Intanto a Milano la comunità si è mobilitata nel fine settimana per sostenere le attività dei cittadini stranieri: centinaia di milanesi si sono dati appuntamento in via Paolo Sarpi, nel cuore del quartiere cinese, per un pranzo collettivo a base di specialità cinesi e asiatiche, contro proprio la psicosi che in queste ultime settimane sta svuotando i locali non solo nel capoluogo lombardo, ma un po’ in tutta Italia.

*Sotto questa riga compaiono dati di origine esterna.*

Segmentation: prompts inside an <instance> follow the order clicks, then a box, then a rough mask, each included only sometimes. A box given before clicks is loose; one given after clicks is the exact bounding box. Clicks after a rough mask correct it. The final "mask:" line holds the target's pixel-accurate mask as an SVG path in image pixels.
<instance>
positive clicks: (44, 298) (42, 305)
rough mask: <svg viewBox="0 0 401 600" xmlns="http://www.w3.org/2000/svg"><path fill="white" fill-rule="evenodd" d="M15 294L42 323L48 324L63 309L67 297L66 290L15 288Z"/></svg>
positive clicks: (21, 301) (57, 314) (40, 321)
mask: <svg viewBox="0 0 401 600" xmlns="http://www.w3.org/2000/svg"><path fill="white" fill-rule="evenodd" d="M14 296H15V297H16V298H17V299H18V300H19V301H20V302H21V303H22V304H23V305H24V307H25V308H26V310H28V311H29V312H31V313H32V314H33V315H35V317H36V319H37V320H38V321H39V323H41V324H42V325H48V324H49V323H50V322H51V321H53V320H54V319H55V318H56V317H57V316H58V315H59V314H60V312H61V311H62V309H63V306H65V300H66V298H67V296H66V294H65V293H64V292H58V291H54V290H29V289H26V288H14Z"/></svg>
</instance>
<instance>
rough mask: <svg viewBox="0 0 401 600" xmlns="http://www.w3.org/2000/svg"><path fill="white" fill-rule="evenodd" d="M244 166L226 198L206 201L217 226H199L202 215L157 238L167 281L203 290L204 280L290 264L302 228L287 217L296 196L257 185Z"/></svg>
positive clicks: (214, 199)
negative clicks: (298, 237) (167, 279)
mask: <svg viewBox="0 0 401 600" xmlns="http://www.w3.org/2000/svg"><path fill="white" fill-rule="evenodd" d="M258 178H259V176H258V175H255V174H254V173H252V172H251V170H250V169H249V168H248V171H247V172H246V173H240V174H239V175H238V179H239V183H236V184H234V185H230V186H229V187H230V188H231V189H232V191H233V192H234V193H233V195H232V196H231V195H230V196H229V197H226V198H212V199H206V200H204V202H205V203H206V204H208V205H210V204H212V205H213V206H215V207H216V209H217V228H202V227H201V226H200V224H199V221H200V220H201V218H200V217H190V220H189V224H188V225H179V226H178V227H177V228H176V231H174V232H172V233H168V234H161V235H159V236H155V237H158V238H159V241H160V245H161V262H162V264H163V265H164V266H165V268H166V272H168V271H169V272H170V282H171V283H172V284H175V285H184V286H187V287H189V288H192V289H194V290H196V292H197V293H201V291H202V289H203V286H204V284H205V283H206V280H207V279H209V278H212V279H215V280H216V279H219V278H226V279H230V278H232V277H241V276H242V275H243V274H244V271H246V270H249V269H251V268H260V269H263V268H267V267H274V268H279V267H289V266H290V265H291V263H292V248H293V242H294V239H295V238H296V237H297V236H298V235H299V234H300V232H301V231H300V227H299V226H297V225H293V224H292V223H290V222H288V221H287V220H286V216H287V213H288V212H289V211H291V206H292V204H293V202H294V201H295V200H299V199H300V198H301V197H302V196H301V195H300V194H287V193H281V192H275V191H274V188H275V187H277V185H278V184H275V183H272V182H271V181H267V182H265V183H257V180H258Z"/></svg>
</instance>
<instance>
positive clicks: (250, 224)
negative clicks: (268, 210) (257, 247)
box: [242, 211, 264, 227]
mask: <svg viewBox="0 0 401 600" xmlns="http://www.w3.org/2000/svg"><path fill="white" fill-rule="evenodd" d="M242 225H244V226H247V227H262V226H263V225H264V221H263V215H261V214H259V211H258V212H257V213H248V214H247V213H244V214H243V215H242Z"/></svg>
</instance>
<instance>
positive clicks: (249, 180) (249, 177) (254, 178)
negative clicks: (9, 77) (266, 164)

E a rischio c’è anche l’export italiano in Cina. Dopo aver fatto segnare il record storico nel 2019 per un valore stimato in 460 milioni di euro, con un aumento del 5% grazie alla progressiva apertura del gigante asiatico a stili di vita occidentali, l’inizio del 2020 rischia di far segnare una brusca frenata, proprio a causa delle paure legate al coronavirus. «I vincoli ai trasporti per cercare di contenere il contagio - sottolinea la Coldiretti - si stanno riflettendo anche sulla logistica delle merci con incertezze e ritardi che impattano sugli scambi commerciali. A pesare sono anche i limiti agli spostamenti interni dei cittadini cinesi che cambiano le abitudini di consumo soprattutto fuori casa».
 
A pagare un conto salato rischia di essere dunque il Made in Italy a tavola con il vino che è il prodotto tricolore più esportato in Cina per un valore stimato dalla Coldiretti in 140 milioni di euro nel 2019. La Cina per effetto di una crescita ininterrotta della domanda è entrata nella lista dei cinque Paesi che consumano più vino nel mondo ma è in testa alla classifica se si considerano solo i rossi.